Glendening asks builders for Smart Growth code

Task force to study ideas developed at conference

May 27, 1999|By Joel McCord | Joel McCord,SUN STAFF

Hoping to make it easier for developers to build in existing communities, Gov. Parris N. Glendening wants a statewide model building code to go along with his Smart Growth program.

He asked a conference of builders, architects and environmentalists meeting in Baltimore yesterday to "design me a code any county can adopt" to encourage Smart Growth policies.

Too often, he said, developers who want to rehabilitate buildings in older communities are hamstrung by strict building and safety codes that make the projects difficult. Instead, they put up buildings farther out in the suburbs, requiring local governments to build more roads and sewers.

"In most parts of our state, you couldn't build a new Annapolis, or an Ellicott City or downtown Frederick," Glendening said. "No building code would permit that.
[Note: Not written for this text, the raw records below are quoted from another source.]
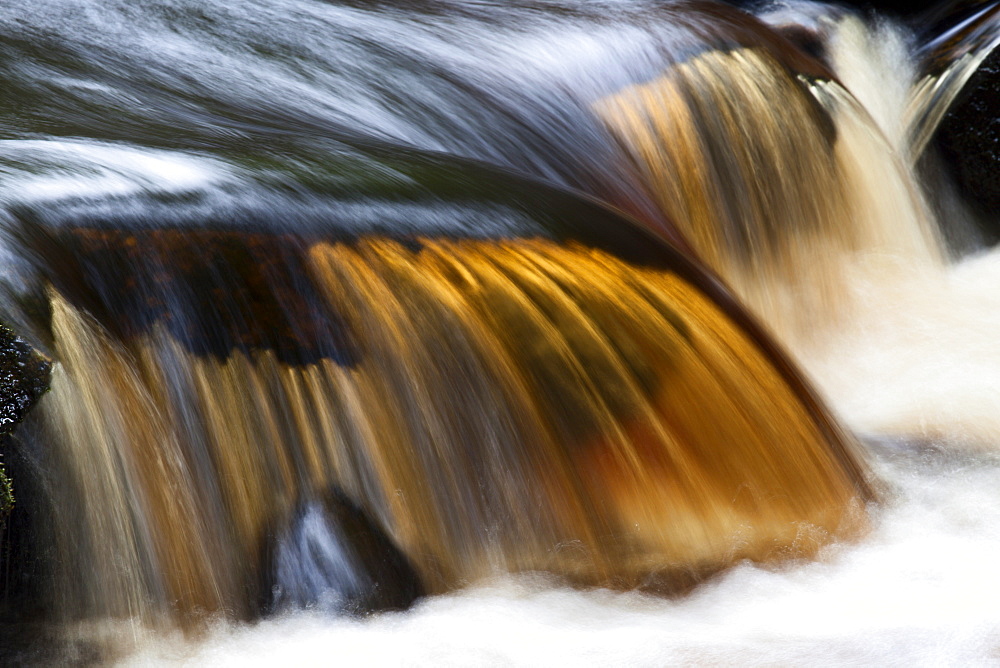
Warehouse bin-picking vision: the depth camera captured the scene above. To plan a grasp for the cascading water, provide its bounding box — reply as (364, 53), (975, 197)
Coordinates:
(0, 0), (1000, 665)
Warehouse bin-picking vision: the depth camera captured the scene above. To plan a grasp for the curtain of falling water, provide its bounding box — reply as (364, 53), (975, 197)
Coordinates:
(33, 235), (863, 621)
(595, 41), (942, 354)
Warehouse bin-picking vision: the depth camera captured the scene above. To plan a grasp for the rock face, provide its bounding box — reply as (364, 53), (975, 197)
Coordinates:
(935, 45), (1000, 243)
(0, 326), (51, 526)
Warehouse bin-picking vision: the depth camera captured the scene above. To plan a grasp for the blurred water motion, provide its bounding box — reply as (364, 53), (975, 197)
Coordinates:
(0, 0), (992, 657)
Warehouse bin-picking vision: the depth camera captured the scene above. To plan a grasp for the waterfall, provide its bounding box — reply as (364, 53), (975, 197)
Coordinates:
(0, 0), (1000, 664)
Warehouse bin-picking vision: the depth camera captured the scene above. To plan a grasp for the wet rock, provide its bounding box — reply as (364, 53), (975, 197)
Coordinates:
(0, 325), (51, 527)
(270, 493), (423, 615)
(934, 45), (1000, 243)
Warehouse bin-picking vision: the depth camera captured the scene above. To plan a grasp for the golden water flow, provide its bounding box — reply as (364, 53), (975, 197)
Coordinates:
(594, 48), (942, 352)
(41, 239), (867, 620)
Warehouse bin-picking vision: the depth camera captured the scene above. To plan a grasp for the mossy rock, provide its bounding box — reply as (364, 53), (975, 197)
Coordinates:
(0, 325), (51, 526)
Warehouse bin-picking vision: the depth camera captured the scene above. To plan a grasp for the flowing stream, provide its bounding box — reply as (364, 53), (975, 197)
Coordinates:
(0, 0), (1000, 666)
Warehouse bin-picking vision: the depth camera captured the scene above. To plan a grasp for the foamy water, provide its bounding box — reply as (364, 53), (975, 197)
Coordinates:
(103, 244), (1000, 666)
(122, 445), (1000, 666)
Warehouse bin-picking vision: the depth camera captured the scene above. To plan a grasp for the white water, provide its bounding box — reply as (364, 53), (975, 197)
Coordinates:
(8, 3), (1000, 666)
(113, 251), (1000, 666)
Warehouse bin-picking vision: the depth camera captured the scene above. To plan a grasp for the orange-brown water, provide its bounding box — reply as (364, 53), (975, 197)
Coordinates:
(35, 240), (868, 621)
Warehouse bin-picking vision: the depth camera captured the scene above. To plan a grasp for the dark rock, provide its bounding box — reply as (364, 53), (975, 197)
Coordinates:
(934, 42), (1000, 244)
(269, 492), (423, 614)
(0, 325), (51, 516)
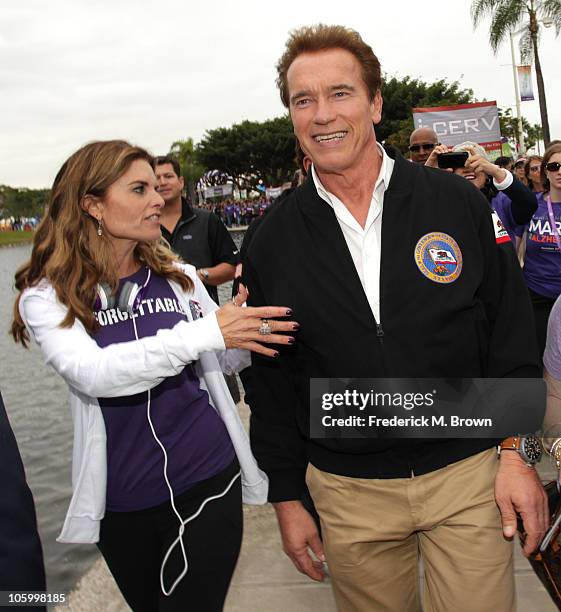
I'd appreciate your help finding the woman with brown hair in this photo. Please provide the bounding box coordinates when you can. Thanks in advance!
[524,155,544,193]
[12,141,297,611]
[517,144,561,357]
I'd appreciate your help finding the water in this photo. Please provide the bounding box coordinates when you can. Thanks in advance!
[0,232,243,593]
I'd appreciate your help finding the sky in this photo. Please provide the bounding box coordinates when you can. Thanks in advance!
[0,0,561,188]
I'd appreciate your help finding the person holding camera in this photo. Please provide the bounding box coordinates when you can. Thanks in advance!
[425,141,538,243]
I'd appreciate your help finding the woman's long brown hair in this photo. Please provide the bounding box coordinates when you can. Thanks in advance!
[11,140,193,346]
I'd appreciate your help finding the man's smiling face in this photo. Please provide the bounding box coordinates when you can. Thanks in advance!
[287,49,382,174]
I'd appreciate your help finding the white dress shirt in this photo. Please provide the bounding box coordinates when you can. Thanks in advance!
[312,143,395,323]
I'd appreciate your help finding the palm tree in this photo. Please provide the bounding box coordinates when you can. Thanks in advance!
[471,0,561,147]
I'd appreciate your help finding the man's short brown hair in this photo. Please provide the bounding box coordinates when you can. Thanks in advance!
[277,23,382,108]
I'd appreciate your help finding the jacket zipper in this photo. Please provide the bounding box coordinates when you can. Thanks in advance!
[376,323,384,344]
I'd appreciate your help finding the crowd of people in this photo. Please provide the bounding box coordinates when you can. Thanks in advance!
[8,25,561,612]
[199,197,273,227]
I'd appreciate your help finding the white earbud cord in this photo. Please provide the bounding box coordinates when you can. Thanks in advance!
[129,309,240,597]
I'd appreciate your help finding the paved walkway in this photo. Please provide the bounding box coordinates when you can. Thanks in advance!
[55,404,557,612]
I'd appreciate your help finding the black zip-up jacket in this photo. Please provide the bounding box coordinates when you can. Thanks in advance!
[243,148,543,502]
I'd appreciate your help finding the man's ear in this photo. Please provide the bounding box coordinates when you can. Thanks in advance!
[80,194,103,221]
[370,90,384,125]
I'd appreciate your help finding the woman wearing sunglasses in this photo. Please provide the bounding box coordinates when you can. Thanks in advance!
[516,144,561,355]
[524,155,544,193]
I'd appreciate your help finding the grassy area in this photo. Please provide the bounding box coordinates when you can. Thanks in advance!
[0,232,33,246]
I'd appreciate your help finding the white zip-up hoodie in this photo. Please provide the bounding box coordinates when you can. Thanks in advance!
[19,265,268,543]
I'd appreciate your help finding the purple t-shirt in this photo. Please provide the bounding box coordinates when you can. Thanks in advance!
[516,193,561,299]
[94,267,234,512]
[491,191,520,244]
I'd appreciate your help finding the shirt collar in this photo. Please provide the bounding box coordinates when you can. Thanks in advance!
[312,142,395,205]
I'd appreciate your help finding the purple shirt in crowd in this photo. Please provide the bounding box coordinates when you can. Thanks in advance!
[94,267,234,512]
[491,191,519,245]
[516,193,561,299]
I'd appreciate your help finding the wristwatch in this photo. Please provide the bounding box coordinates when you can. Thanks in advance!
[497,434,542,466]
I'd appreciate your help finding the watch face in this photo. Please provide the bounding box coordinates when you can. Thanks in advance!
[520,436,542,463]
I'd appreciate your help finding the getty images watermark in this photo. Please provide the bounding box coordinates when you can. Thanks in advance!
[310,378,545,438]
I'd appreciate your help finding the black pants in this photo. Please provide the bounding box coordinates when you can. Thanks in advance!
[98,461,243,612]
[529,289,555,366]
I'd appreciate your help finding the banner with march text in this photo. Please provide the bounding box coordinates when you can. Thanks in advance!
[516,66,534,102]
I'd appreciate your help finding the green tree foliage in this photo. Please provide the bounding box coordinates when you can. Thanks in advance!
[376,76,474,152]
[471,0,561,146]
[196,116,297,189]
[498,108,543,150]
[169,138,205,201]
[0,185,49,218]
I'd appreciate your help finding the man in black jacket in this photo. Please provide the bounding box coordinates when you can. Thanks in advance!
[243,25,547,612]
[153,155,240,304]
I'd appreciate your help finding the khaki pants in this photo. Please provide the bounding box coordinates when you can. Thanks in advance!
[306,449,515,612]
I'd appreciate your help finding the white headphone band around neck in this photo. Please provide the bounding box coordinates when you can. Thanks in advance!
[95,268,152,314]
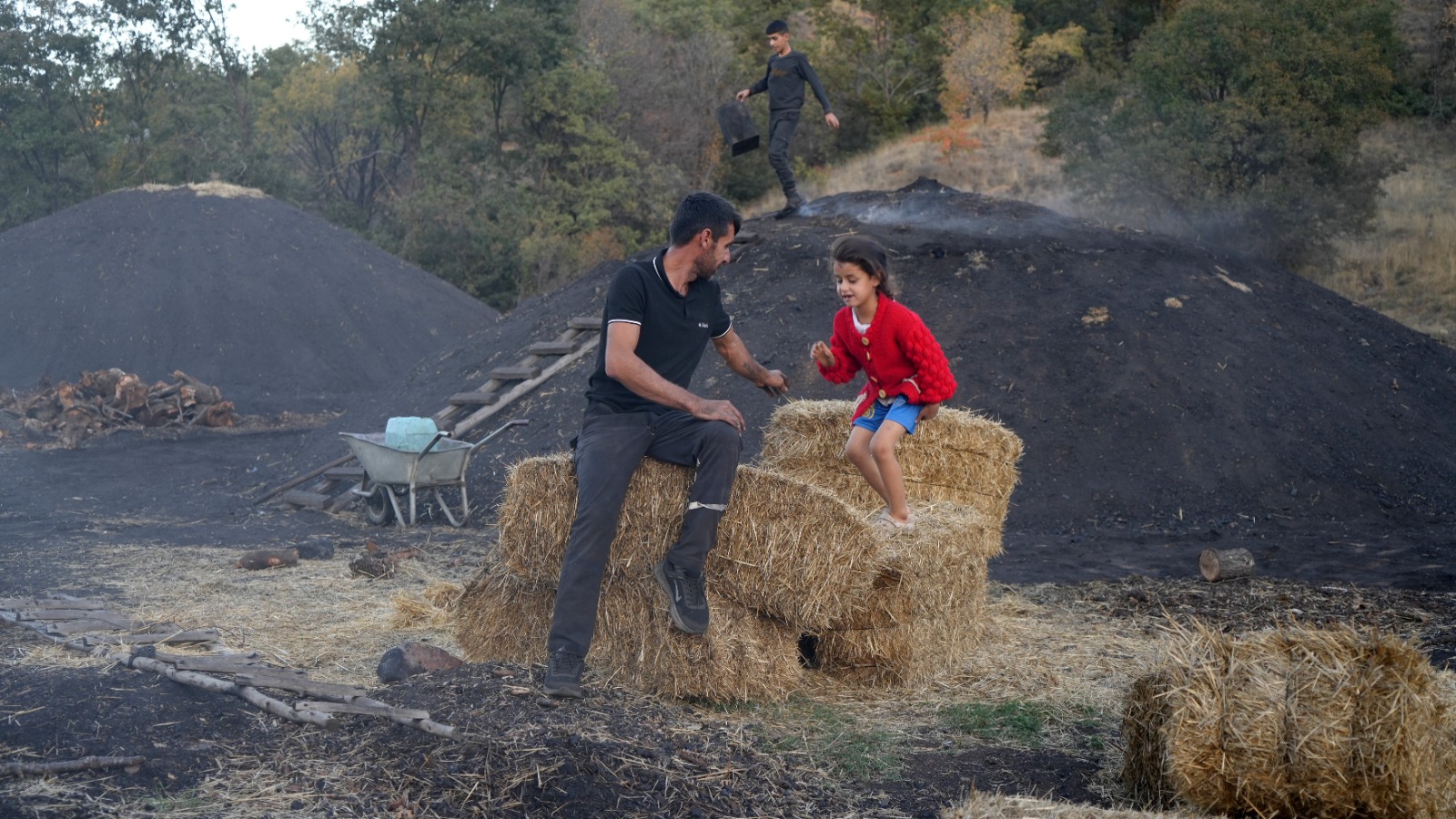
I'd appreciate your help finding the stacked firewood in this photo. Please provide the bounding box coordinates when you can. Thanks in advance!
[0,368,233,448]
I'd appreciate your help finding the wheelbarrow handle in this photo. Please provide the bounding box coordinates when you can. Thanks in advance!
[471,419,531,449]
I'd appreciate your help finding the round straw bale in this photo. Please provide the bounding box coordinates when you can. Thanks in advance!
[1123,628,1456,819]
[498,456,883,630]
[456,565,804,703]
[759,400,1022,523]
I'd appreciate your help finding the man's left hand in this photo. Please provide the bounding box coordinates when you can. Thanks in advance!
[759,370,789,398]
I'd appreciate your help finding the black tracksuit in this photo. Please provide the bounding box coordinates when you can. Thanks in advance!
[748,51,833,196]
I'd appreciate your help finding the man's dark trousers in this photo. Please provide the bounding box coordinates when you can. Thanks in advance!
[769,108,799,194]
[546,407,743,656]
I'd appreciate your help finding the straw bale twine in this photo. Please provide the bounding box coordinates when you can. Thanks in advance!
[456,565,804,703]
[759,400,1022,523]
[1123,628,1456,819]
[498,455,884,630]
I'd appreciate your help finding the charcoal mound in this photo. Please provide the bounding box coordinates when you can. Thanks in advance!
[284,181,1456,548]
[0,188,500,414]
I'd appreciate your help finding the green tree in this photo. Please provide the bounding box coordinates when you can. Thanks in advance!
[941,5,1029,123]
[0,0,106,223]
[1046,0,1398,265]
[1022,24,1087,92]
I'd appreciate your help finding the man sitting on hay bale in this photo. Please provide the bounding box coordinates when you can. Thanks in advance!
[543,192,789,698]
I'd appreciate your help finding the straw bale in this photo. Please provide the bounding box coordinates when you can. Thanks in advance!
[941,790,1199,819]
[498,455,884,630]
[815,502,1002,686]
[456,565,804,703]
[1123,628,1456,819]
[759,400,1022,523]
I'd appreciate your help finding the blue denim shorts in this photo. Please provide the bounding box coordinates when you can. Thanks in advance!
[854,395,920,434]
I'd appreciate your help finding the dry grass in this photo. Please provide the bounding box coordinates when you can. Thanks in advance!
[745,105,1070,214]
[1328,121,1456,344]
[941,792,1207,819]
[1123,628,1456,819]
[5,543,1456,819]
[136,181,268,199]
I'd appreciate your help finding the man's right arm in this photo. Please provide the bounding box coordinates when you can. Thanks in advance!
[606,322,745,433]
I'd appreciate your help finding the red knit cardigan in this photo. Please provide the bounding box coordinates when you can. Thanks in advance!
[818,294,956,417]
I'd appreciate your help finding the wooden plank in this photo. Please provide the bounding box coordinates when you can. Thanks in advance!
[526,341,581,356]
[454,335,602,439]
[233,669,366,698]
[294,700,430,720]
[0,598,106,612]
[450,392,500,407]
[279,490,329,509]
[490,366,541,380]
[173,652,267,673]
[253,451,354,506]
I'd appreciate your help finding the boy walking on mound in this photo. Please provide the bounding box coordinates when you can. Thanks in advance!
[738,20,839,218]
[541,192,789,696]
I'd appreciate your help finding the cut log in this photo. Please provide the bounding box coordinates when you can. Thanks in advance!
[294,700,430,720]
[233,669,369,701]
[85,628,223,645]
[1198,550,1254,583]
[238,550,298,571]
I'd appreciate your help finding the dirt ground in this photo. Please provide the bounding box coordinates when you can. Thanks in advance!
[0,182,1456,817]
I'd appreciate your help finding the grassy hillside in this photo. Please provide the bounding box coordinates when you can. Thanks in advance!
[763,106,1456,344]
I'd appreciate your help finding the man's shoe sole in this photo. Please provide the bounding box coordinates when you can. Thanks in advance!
[652,561,708,637]
[541,685,587,700]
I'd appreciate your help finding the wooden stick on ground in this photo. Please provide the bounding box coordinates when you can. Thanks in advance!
[1198,550,1254,583]
[0,756,147,777]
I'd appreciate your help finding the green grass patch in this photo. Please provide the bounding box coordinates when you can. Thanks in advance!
[722,700,900,780]
[939,701,1114,749]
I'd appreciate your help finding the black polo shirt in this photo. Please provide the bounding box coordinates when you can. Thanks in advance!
[587,248,733,412]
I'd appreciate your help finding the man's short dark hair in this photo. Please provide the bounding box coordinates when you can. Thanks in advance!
[667,191,743,248]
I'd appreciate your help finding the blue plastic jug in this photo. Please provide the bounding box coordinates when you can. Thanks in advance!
[384,417,440,451]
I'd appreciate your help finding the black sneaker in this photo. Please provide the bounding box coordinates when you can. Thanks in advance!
[541,652,585,691]
[652,560,708,634]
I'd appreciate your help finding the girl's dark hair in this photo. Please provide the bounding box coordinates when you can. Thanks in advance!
[828,236,895,298]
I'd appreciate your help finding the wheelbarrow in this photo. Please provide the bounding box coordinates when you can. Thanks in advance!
[339,419,530,526]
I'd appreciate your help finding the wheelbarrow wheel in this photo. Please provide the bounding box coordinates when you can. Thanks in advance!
[364,484,395,526]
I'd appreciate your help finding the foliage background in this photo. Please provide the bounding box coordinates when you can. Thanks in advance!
[0,0,1456,309]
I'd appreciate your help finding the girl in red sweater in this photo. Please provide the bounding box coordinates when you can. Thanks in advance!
[810,236,956,529]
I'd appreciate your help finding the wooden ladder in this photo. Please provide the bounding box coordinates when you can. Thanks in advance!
[253,317,602,511]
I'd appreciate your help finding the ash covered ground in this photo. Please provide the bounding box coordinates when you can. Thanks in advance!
[0,181,1456,816]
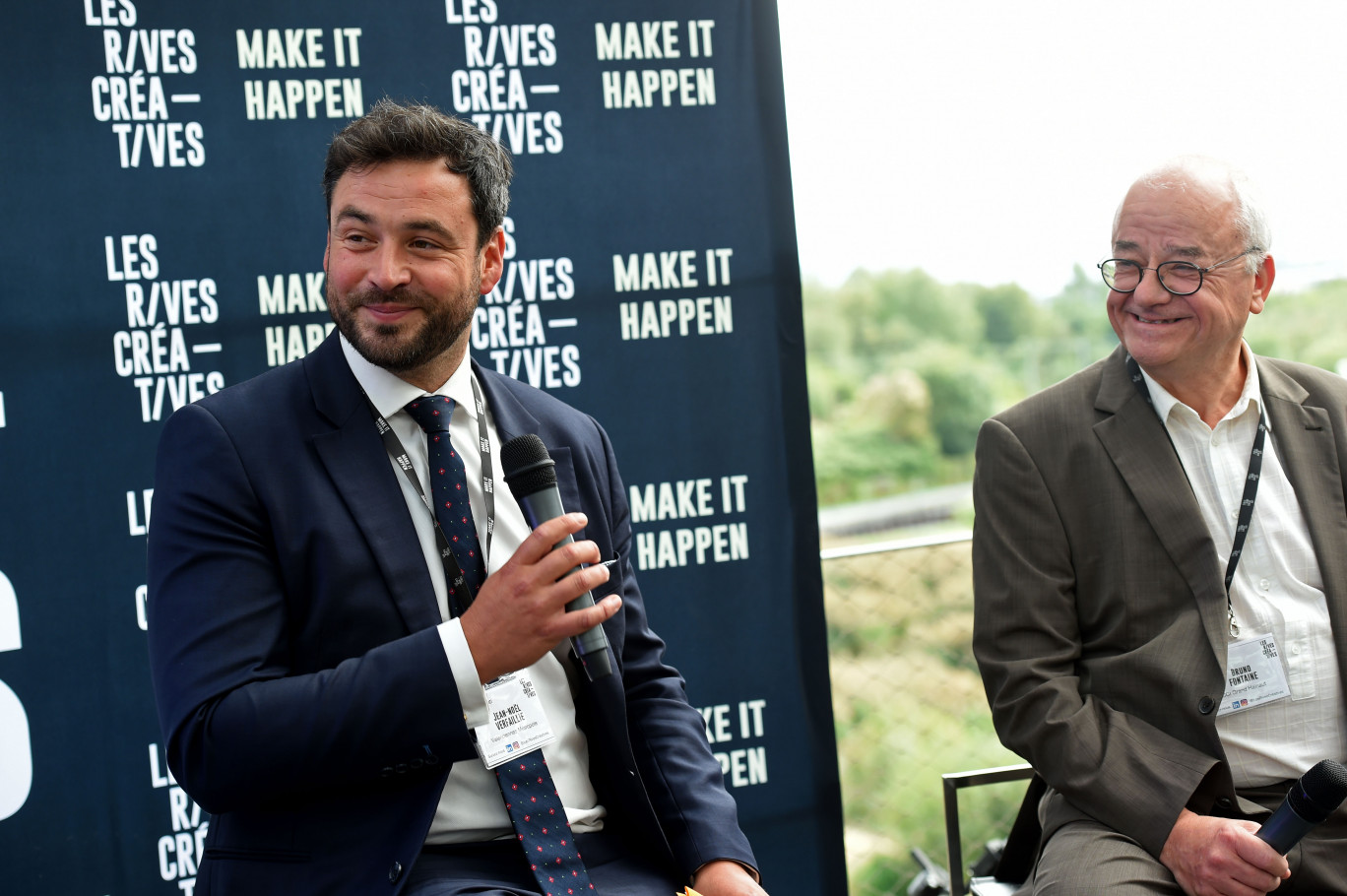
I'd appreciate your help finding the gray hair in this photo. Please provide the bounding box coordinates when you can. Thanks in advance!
[1113,155,1271,274]
[323,97,515,249]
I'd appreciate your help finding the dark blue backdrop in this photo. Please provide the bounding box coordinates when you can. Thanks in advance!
[0,0,845,896]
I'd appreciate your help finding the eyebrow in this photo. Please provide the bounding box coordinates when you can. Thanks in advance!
[334,205,453,240]
[1113,240,1208,259]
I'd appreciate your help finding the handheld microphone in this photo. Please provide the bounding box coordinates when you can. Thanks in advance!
[1258,758,1347,856]
[501,434,612,681]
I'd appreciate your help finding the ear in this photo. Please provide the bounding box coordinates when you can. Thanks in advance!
[480,227,505,295]
[1249,255,1277,314]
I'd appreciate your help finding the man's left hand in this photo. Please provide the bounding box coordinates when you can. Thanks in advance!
[692,859,766,896]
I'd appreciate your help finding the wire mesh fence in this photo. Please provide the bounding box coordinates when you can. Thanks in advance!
[821,534,1024,896]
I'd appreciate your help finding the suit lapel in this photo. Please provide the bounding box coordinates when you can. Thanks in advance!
[1258,358,1347,663]
[1094,348,1227,656]
[304,334,440,632]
Yet these are the most desirable cities in our state today."

The governor was short on specifics as he outlined the problem and asked the conference to come up with solutions.

A task force from the state Office of Planning and Department of Housing and Community Development is to study ideas generated at the conference and make specific recommendations for legislation in the next General Assembly session.

John W. Frece, Glendening's assistant for Smart Growth, said the governor is not trying to impose a statewide building code, but to find a way to encourage local governments to adopt the provisions that fit Smart Growth policies.

Under Smart Growth, the state refuses to help pay for roads, sewers, schools and other infrastructure outside designated growth areas in an effort to cut suburban sprawl.

Bill Struever, whose development firm rehabilitated the dormant American Can Co. plant in Baltimore's Canton section, said the state has been cooperative in his projects, but some code requirements have made those projects more difficult.

"There are definitely some issues out there, but the state has come a long way in the last couple years," he said.

The Maryland Association of Counties, which opposed the Smart Growth initiative early on, but later supported it, is looking for "a partnership approach," said David Bliden, executive director.

"There's always the debate of state control over local autonomy, but it should come down to the local citizens who make the decisions," he said.